The following year, he obtained his license and was offered transfer to
the air force. Bowing to the objections of the family of his
fiancée — the future novelist Louise Leveque de Vilmorin — he instead settled in Paris and
took an office job. The couple ultimately broke off the engagement,
however, and he worked at several jobs over the next few years without
success. By
1926, Saint-Exupéry was flying again. He became one of the
pioneers of international postal flight, in the days when aircraft had
few instruments.

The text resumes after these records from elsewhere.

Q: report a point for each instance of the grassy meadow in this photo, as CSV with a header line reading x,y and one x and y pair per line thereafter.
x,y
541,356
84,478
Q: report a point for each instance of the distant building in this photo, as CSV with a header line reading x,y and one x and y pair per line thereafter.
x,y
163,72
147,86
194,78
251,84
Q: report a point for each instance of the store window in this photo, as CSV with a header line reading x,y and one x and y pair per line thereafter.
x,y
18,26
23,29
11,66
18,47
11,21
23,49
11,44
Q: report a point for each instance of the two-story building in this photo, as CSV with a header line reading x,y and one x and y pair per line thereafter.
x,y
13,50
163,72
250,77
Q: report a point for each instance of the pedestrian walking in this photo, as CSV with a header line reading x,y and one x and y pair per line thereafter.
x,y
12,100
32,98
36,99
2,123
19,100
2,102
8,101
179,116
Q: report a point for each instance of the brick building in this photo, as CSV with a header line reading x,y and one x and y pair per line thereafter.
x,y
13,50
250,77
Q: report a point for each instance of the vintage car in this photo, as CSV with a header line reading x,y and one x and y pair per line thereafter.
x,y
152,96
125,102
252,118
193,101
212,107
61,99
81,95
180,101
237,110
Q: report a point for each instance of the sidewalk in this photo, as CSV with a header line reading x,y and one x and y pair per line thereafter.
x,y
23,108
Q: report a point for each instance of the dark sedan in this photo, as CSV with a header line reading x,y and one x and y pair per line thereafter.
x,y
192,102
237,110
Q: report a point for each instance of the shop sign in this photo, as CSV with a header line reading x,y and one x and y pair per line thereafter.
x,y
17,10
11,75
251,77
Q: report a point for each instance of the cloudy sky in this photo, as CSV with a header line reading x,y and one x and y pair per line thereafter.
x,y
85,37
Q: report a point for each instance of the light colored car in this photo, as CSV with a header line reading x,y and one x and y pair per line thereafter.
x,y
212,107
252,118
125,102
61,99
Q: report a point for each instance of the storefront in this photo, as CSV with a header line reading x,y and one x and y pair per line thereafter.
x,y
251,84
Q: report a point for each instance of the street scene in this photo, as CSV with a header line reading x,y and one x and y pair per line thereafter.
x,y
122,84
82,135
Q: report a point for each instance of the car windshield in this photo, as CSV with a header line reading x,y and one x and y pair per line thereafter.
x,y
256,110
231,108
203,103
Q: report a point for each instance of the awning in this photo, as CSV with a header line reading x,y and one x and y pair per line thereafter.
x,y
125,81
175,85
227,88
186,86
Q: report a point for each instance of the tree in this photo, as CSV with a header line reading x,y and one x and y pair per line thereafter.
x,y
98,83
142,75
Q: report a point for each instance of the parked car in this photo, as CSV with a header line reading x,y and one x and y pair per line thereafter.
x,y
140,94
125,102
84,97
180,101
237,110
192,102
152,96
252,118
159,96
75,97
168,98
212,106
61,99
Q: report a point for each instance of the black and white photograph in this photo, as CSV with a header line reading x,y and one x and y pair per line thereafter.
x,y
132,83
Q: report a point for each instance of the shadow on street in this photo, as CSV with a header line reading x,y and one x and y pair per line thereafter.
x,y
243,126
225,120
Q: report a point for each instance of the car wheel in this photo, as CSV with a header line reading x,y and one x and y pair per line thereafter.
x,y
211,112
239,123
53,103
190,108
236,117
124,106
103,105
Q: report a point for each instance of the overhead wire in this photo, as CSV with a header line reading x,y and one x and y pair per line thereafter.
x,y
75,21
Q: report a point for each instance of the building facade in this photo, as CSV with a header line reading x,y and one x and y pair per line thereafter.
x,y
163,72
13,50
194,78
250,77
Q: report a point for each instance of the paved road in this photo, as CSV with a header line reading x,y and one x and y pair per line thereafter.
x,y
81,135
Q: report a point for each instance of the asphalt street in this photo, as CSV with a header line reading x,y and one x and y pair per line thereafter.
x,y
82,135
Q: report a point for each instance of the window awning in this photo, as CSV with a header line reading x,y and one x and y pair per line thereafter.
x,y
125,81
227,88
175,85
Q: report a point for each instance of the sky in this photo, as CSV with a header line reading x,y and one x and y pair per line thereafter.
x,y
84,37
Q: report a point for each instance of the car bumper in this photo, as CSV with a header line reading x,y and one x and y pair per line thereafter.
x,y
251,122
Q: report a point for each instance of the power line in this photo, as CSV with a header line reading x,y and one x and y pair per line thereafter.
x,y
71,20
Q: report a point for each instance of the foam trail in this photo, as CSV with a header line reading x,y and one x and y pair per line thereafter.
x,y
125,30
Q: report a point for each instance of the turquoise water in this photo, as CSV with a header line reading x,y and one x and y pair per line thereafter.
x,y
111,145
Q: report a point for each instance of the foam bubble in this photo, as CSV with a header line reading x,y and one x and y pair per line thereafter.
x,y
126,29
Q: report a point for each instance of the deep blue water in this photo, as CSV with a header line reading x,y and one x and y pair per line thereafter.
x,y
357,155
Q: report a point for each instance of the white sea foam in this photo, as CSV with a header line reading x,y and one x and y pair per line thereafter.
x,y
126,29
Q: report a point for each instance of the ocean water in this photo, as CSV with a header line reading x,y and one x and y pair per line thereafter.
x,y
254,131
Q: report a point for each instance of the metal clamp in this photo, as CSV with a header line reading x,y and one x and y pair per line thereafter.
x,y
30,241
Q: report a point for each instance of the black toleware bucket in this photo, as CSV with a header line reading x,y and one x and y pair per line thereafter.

Later he complained that those who flew the more
advanced aircraft had become more like accountants than pilots. He
worked on the Aéropostale between Toulouse and Dakar, and became the airline stopover manager in Cape Juby airfield, in the Spanish zone of South Morocco, inside the Sahara desert. In 1929, Saint-Exupéry moved to Argentina, where he was appointed director of the Aeroposta Argentina Company. This period of his life is briefly explored in Wings of Courage, an IMAX film by French director Jean-Jacques Annaud.
Saint-Exupéry's first story, "L'Aviateur" ("The Aviator"), was published in the magazine Le Navire d'Argent. In 1929, he published his first book, Courrier Sud (Southern Mail); his career as aviator was also burgeoning, and that same year he flew the Casablanca - Dakar route.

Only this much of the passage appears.